At first, it sounded bad when I got a text from Jo that she had blown a tire on the Ring Road; as it turned out, this was an accurate description, as the tire didn't just go flat, it blew, and there was damage to her car as a result.
This was a day with a high wind chill - so there she was with a blown tire on the Ring Road, the scariest road in Regina; she had no money with her, and had no idea what to do.
A man stopped and was able to call a tow truck for her, but being without cash, she was still not sure how she was going to deal with this. Left alone to wait for the tow truck, she texted that she was cold and scared - and as her dad, I was particularly concerned because I was here at work in Weyburn, a long ways from her.
Well, a Regina police officer came along, and in my mind at least, he went "above and beyond the call of duty" in a very nice and gracious way; he called another tow truck who could get there faster, and then he drove my Jo home, so she was safe and warm again.
In the days since, my wife and I have been doing what we can to help her, as all of this was a new experience for her, including going through the process of filing a claim through SGI for the damages done to her car.
The bottom line for me out of this is simply, don't underestimate the good you can do when you help someone.
My wife and I had the help of a Good Samaritan a couple years ago, when Highway 33 turned into a skating rink and I lost control of the car and ended up in the ditch just outside of Sedley.

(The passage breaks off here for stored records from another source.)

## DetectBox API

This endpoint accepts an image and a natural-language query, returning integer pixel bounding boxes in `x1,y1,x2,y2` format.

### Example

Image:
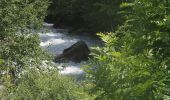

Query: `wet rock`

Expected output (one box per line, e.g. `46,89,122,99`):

It took a little while to find someone who could help, but a guy in a pickup from Stoughton, on his way home from work in the Regina area, stopped and used a chain to pull my car out of the ditch. My car was buried nose first into deep snow, and this was the only way it was ever going to get out. With the highway being sheer ice, it was difficult for the truck driver to get enough traction, but he managed to pull us out; we then were able to drive, very slowly, home again without any further incident.
Now my Jo can add her own story to the legacy of Good Samaritan stories. Maybe in the next chapter of our lives, we can "pay it forward", and see what good can come from helping someone else in trouble.